Речь её, бывшая доселе простовато-деревенской, вдруг стала четкой и чистой.
— У меня своя вера, — быстро сказал я, пытаясь остановить разошедшуюся фанатичку. Против моего ожидания, получилось — Урсула вздохнула, опустила голову.
— Но сказано также — не мечите бисер перед свиньями. Так и я не стану. Но когда же ты пойдешь искать их?
Я хотел было сказать, что тел могло и не остаться совсем — кости верги зачастую разгрызают на мелкие кусочки, мясо все съедают, разве что внутренностями брезгуют, но и те растаскивают в стороны — а мелкая живность их быстро подъедает вчистую. Интересно, горсть-другая осколков костей успокоит эту фанатичку? Вряд ли. Поэтому упоминать о такой возможности я не стал.
— Сегодня и пойду, — сообщил я, продвигаясь к дверям, — вот только еще сведения кой-какие соберу, и пойду. Вот прямо сейчас.
Урсула отлично видела, что я собираюсь выйти, но пошевелиться и не подумала — так и стояла в дверях, следя за мной недобрым взглядом. Поэтому мне пришлось, задержав дыхание, протиснуться мимо неё. Она так и не шелохнулась. Только когда я, выйдя из комнаты, уже шёл по коридору, крикнула мне вслед:
— До завтрашнего вечера тебе сроку найти их!

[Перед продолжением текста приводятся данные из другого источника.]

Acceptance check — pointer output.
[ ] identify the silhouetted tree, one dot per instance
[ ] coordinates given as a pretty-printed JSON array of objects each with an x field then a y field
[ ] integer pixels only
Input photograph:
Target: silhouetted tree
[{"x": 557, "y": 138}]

Септий даже виду не подал, что заметил мое появление. Он опять сидел все в той же пыльной, пахнущей свежеструганной хвоей, комнатке и занимался теперь тем, что осматривал запасы тетив. Сухие и целые, без заломов и распустившихся волокон — клал рядом на стол, а негодные — кидал под. Негодных было много, и я этому удивился — насколько я знал Гракха, по прибытии в гарнизон он первым делом устраивал тщательнейшую инспекцию всего гарнизонного имущества, оружия и снаряжения. Не могло ж за те два месяца, что он здесь, столько тетив попортиться. Или же на случай явной угрозы он свои требования еще и повышает?

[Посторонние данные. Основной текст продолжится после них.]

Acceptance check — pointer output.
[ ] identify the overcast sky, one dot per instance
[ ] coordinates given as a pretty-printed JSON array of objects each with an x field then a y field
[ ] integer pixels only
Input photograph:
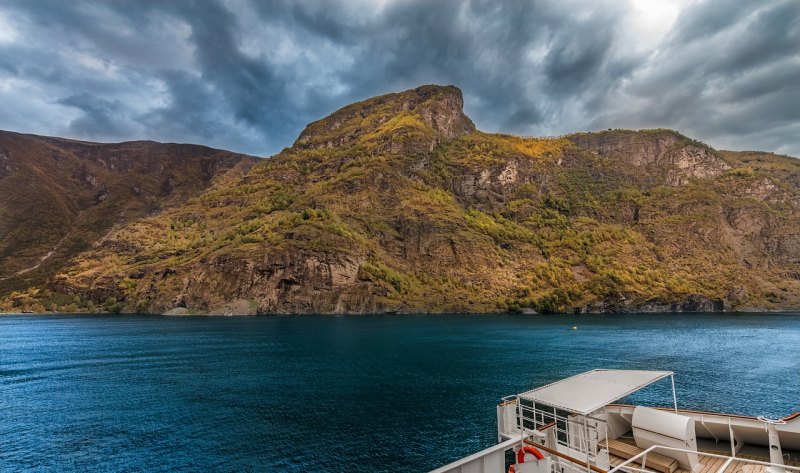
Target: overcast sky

— Что у тебя с Мартой было?
— Ничего, — сказал Септий, не поднимая головы, — эта шлюха поимела всех мужчин в городе, включая и егерей. Подкатывалась ко мне — смешно сказать, в жены себя предлагала — я её отшил, разумеется.
Вот как? Всё интереснее и интереснее.
— Как отшил?
— Прямо в лицо ей и сказал, что она — волчица. И что я мараться об неё не намерен. Она сразу исчезла и больше я её не видел.
Я задумался.
— Прямо так и сказал? Волчица?
Гракх поднял голову, посмотрел на меня усталым взглядом.
— Слово в слово.
— Ясно.
Я повернулся и вышел на улицу. Волчицами в Роме называли проституток. Теперь-то не называют. Теперь-то к волкам и волчицам совсем другое отношение. И мало кто задумывается, почему "лупанарий" и ромейское "волчица" — "лупа" один корень имеют. И уж совсем мало людей шлюху волчицей называть станут — только такие вот Септии, наглухо ушибленные ромейской историей и свято блюдущие чистоту уже мертвого языка. Но даже и из них, пожалуй, лишь один человек станет всерьез надеяться, что будет понят — наш Гракх. Однако же Марта его поняла, выходит? Зря я, кстати, не спросил у Урсулы, какого они рода. Если вдруг окажется, что древнего патрицианского, то Гракха рано с подозреваемых списывать.
* * *
Ну что тут скажешь — дурак, он и в гробу дурак. Месяца не прошло, как я чудом смерти избежал из-за того, что одно из наших важнейших, кровью написанных, правил нарушил — один в лес пошёл. И что? Вот я опять, один-одинешенек, топаю по безлюдной дороге, вьющейся от Балены на юг среди холмов и перелесков. Ладно, там в Ольштаде, я хоть уверен был, что местность зачищенная — так здесь и того нет. Здесь, прямо под Баленой, пролегает граница территорий двух сильнейших кланов Испании. Мы даже численность их толком не знаем — ориентировочно рыл по семьсот-девятьсот в каждом.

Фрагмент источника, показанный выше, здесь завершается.